Rubbing myself ruefully, I opened the door and got out.

My Corvette and I were in the middle of a flat brown plain. Scraggly plants and bushes all around. I recognized the Hollywood Hills to the southeast. Crisp blue sky. Unreal; no smog. And dry, almost desertlike ground stretching emptily to the purple-brown moun-

tains that surrounded the valley. The San Bernardino range had never looked so forbidding; those black walls at the far northeast end were undimmed by human haze, undwarfed by human buildings, unscarred by human roads. I gazed in awe; I’d never really noticed them before.

“Well?” said a female voice behind me. “Are you going to stand there and admire the view all day?”

I whirled—

—she was beautiful.

Almost my height. Hair the same color brown as mine. Eyes the same color green, soft and downturned. The same cast of features, only slightly more delicate. She could have been my sister.

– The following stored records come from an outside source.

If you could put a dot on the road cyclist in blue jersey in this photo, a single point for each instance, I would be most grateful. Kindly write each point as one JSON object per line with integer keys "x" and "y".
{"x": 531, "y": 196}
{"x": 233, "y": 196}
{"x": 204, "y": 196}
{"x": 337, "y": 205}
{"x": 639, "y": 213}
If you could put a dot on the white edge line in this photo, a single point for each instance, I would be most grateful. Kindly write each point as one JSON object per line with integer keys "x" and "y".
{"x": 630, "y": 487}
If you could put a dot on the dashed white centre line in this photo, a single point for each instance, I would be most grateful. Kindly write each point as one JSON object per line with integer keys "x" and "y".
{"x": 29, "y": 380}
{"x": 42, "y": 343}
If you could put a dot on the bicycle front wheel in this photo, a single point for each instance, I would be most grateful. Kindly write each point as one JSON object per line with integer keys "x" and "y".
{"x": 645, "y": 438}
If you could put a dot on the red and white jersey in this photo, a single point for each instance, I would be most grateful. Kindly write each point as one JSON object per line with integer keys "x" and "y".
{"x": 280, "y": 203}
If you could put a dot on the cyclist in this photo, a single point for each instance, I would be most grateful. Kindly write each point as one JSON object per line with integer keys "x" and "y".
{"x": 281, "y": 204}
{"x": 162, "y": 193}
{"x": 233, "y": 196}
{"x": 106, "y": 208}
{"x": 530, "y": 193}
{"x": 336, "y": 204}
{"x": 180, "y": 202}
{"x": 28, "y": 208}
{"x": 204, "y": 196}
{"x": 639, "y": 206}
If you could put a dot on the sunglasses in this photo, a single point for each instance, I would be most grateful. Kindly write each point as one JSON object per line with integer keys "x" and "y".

She indicated the car with a nod and a giggle. “Are you planning to drive somewhere?”

“I — uh, no — that is — I didn’t know what I was planning. I — Hey, who are you?”

“Diane.”

“Diane? Is that all?”

She twinkled. “Diana Jane Eakins. Hey, what’s the matter? Did I say something wrong?”

“I’m Dan!” I blurted. “Daniel Eakins. Daniel Jamieson Eakins—”

“Oh—” she said. And then it sunk in. “Oh!”

* * *

The silence was embarrassing. “Uh… “I said. “I have this timebelt.” “So do I. My Aunt Jane gave it to me.” “I got mine from my Uncle Jim.”

She pointed to a gazebo-like affair about a hundred yards off. “Would you like to sit down?”